Phrasal verbs can be a verb plus particle, verb plus preposition, or verb plus particle plus preposition, but a preposition can be more than one word. So it still depends on the meaning of the phrase, which (like a lot of songs) isn’t exactly transparent here.
The line in the song that the title is taken from is “If you think we’re gonna make it, you better hang on to yourself.”

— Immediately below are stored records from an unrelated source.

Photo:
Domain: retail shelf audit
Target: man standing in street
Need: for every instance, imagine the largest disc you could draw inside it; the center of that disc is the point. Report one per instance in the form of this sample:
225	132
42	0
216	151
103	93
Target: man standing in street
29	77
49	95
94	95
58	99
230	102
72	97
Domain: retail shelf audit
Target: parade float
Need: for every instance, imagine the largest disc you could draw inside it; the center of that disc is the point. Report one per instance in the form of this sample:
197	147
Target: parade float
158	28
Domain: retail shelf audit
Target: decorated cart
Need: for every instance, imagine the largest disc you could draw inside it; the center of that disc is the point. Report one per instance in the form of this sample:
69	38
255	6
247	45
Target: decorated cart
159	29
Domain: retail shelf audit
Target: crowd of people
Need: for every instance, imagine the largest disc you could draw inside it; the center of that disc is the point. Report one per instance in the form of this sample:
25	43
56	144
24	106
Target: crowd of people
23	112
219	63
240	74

Definition 2 refers to a physical act. It doesn’t really make sense in this context. “If you think we’re going to have sex, you should dangle from yourself.” (And I really question whether that example even correctly labeled as phrasal verb, since it’s it’s a literal rather than idiomatic use of the word “hang”: A small child holding her mother’s arm for support is literally, not figuratively, hanging from it, in the same way a painting hangs from a nail.)

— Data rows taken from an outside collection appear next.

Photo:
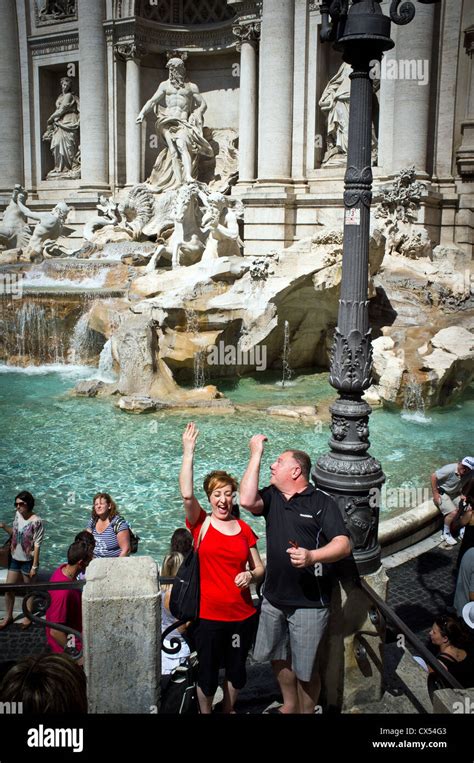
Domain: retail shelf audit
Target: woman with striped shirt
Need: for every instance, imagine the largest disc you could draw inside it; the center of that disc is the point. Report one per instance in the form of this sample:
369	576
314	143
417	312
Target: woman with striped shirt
110	530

Even taken somewhat idiomatically to mean “cling” as in ‘target with affection’, I’m still not convinced “on” would be an adverb or particle rather than a preposition, because it’s doesn’t imply continuing or resuming an act (like “on” does when it’s an adverb), “hang” doesn’t require the word “on” to mean “cling”, and “to” can be dropped and the phrase maintains essentially the same meaning. “Hang on to yourself” can be interpreted as a snarky way of saying “take your sexual expectations off me and put them on yourself”.
Other somewhat fitting definitions (especially for the first version of the song) are here and here, which gives the meaning as more like preserve or retain. These can be more metaphorical, like “hang onto your dignity”. “Onto” is consistently labeled as a preposition, and the title is given that way in about a third of the Ziggy Stardust releases on Discogs, and on the original 7" release of this song by the Alan Corns. (Granted, since it’s four letters, it’s always capitalized here.)
The Blondie title is just “Hanging on the Telephone”, and in that case, “on” is definitely a preposition, and “hanging” is a synonym for “waiting” that doesn’t require an adverb, (although it could theoretically be “Hanging On on the the Telephone”). It’s the perfect example of definition 4 above.